I took some time off during January and one of the things I enjoyed was catching up on the articles and blog posts that were piling up. One thing in particular that I spent time on was Windows Phone 8. A lot of new apps have hit the market and there’s also some pretty amazing uses of technology to power the user experience.
One of the blogs I stumbled across actually dates back to early December, but it does such a great job of explaining the technologies behind the Windows Phone 8 keyboard that I thought it was worth sharing again. Jason Grieves is a program manager on Windows Phone 8 and he takes you under the hood of Word Flow, the predictive keyboard technology in Windows Phone 8.

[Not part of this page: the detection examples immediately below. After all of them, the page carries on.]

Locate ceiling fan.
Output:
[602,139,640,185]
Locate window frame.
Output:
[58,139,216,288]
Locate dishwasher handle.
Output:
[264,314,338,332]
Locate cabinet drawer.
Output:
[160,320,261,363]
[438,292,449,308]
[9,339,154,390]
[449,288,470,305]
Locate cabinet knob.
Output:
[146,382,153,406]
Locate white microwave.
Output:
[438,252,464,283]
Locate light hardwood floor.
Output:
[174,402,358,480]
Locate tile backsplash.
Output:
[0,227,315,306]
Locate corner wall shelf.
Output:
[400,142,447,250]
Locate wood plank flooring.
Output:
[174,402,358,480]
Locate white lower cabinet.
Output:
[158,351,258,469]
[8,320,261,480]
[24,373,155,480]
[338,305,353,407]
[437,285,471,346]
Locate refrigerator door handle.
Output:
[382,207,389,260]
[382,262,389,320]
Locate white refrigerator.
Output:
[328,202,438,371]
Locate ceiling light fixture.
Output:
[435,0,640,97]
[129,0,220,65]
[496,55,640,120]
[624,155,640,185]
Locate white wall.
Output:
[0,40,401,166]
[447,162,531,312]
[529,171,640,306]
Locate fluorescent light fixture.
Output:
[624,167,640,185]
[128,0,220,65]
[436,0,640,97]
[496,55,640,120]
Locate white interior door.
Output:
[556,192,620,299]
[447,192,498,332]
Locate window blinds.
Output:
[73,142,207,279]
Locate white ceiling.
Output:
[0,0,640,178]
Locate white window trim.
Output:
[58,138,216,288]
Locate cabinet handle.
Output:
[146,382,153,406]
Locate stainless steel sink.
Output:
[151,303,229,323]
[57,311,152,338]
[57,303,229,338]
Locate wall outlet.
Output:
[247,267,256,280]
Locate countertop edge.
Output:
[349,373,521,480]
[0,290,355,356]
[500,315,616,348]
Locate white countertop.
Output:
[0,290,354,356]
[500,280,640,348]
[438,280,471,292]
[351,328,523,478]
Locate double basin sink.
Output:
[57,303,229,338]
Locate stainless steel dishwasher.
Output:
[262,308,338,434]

The team that built Word Flow went to great lengths to provide a dictionary that reflects the way people talk. They reviewed more than 2.5 billion words in the English language and boiled that list down to the 600,000 that are most common. They also used a lot of data to build up an understanding of the words people typically use when texting or sending an e-mail from their phone.
But Jason and his team took it one step further: Using machine learning technology they gave the dictionary the ability to learn which words the owner of that phone is likely to use. Every time you send a text or e-mail, it’s developing a keener understanding of how you communicate. Word Flow uses that knowledge to improve the accuracy of its word suggestions and corrections. And it uses that same knowledge to adjust the size of the keys you’re most likely to hit next--a pretty cool feature that Microsoft Research had a hand in.